Identity formation is an exclusionary process in most cases (ie, a rabbit is a rabbit because it is not a snake). This is generally related to the common social method of thinking which is binary (one thing or the other, not a mix of both…aka 1,0,1,0). This is not the only way to identify something. In a natural sense identity is more accurately portrayed by what something IS. This can be done by looking at the characteristics present. As an example: ants possess respiration, limbs, eyes, a head,and articulations while humans possess ¬†respiration, limbs, eyes, a head, and articulations. Clearly there is more that makes up a human and an ant, however, if we only look at certain parameters then humans and ants are the same. Here is where the divergence can happen between positive and negative identity formation – I can continue to name all of the parts that make a human which will eventually add up to a human while doing the same thing for an ant to create a positive identity for both (a human is a human due to the totality of the being in all facets) or I can find the differences and say that an ant is not a human simply because an ant does not have skin. Both methods work and both methods have merits. What I want to stress here is that one takes in to account EVERYTHING that is present and important (or as much as can be comprehended in a given moment) while the other focuses on the DIFFERENCES between things that are being considered. This process also allows us to recognize that the similarities between different things are there for a reason as are the differences (the reason is how those entities respond to and interact with the laws of nature!).

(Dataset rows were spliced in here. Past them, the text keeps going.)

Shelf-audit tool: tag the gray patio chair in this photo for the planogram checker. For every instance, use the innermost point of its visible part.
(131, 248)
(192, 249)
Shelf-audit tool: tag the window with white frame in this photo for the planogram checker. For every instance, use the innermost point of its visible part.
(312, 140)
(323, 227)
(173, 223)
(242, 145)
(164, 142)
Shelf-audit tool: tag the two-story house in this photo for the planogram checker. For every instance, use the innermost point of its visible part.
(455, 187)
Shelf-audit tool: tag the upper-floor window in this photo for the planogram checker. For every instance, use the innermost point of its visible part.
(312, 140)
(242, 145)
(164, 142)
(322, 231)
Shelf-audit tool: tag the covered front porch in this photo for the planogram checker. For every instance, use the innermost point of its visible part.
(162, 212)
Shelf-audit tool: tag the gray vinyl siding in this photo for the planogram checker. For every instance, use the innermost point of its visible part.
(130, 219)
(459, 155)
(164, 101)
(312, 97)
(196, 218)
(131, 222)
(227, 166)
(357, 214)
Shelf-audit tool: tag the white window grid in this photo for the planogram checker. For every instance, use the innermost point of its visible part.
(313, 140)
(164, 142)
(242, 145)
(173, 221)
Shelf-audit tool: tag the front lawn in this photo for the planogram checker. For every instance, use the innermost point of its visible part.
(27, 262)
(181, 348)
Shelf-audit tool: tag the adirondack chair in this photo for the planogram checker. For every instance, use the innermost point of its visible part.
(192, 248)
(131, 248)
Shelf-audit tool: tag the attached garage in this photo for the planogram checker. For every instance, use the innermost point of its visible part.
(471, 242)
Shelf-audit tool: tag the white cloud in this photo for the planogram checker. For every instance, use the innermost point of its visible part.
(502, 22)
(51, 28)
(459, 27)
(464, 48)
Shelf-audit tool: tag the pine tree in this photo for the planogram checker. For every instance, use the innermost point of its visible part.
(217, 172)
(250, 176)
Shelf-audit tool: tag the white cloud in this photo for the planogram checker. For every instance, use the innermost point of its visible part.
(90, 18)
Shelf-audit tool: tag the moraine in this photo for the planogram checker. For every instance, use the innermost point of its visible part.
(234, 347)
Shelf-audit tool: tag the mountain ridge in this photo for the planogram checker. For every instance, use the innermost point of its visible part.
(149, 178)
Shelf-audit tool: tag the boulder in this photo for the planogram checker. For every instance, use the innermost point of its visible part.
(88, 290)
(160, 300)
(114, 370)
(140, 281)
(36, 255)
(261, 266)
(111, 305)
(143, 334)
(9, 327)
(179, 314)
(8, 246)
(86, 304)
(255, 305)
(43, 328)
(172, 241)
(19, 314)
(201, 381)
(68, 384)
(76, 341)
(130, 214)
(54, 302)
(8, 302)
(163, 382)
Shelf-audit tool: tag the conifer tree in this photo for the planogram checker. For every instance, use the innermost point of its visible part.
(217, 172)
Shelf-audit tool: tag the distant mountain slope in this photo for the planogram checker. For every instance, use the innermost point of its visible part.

In Osteopathy the treatment is based on the Operator’s ability to identify what is present as an issue for the patient in mind/body/spirit and provide correction towards what is natural and normal. The role of the Operator is to know what a patient is built to be like (anatomy and physiology) so that they can recognize the abnormalities present to then direct the patient towards the normal. Osteopathy does this primarily through manual therapeutics while considering things such as environment (gravity, atmosphere, living conditions) to help the patient. Osteopathy may be referred to as constitutional. If an Operator were to concern themselves with medical conditions they would never get any work done! Taking time to test something and then run it against an infinite number of names removes the ability to FIND IT, FIX IT, AND LEAVE IT ALONE. Dr. Still wanted us to be familiar with the normal (anatomy and physiology) that we may recognize the abnormal when present. There are 2 positive identities here : 1. What a human ideally is (“normal” anatomy and physiology) 2. What the human on your table is (the total of what is “normal” and “abnormal”) – the space between these is where the solution lives (bringing the abnormal closer to the normal).

If an Osteopath were to work off of a diagnosis that was not created with Osteopathic principles they would not be doing Osteopathy – this is a definitional reality. The work that needs to be done to support a human requires that the Operator ask the question “why?” and be able to answer it! The connections matter both within the patient’s body and outside of the patient’s body. The Operator must then be realistic – you can’t take a hammer away from someone that frames houses, however, you can provide as much balance as possible so that the repetitive movement strains their body less.

After all of that rambling I want to say identity is important! The Osteopath is required to to call a spade a spade, call it what it is. This requires HONESTY. This requires that the Osteopath not GUESS. The honesty is important because if you don’t know…you don’t go. You can help a patient on whatever level you can conceptualize – your intention will be where you are able to have your effect. Identify what you as an Operator are capable of doing, identify what the patient is, identify if you are able to provide the necessary help, and then do the work. Dr. Still wanted us to see things as they are – this is how it is done in nature.

Ps. in case it is not clear, the Operator must do a lot of work on themselves to ensure that they are ready, capable, and honest enough with themselves to treat effectively (you have to know what/who YOU are).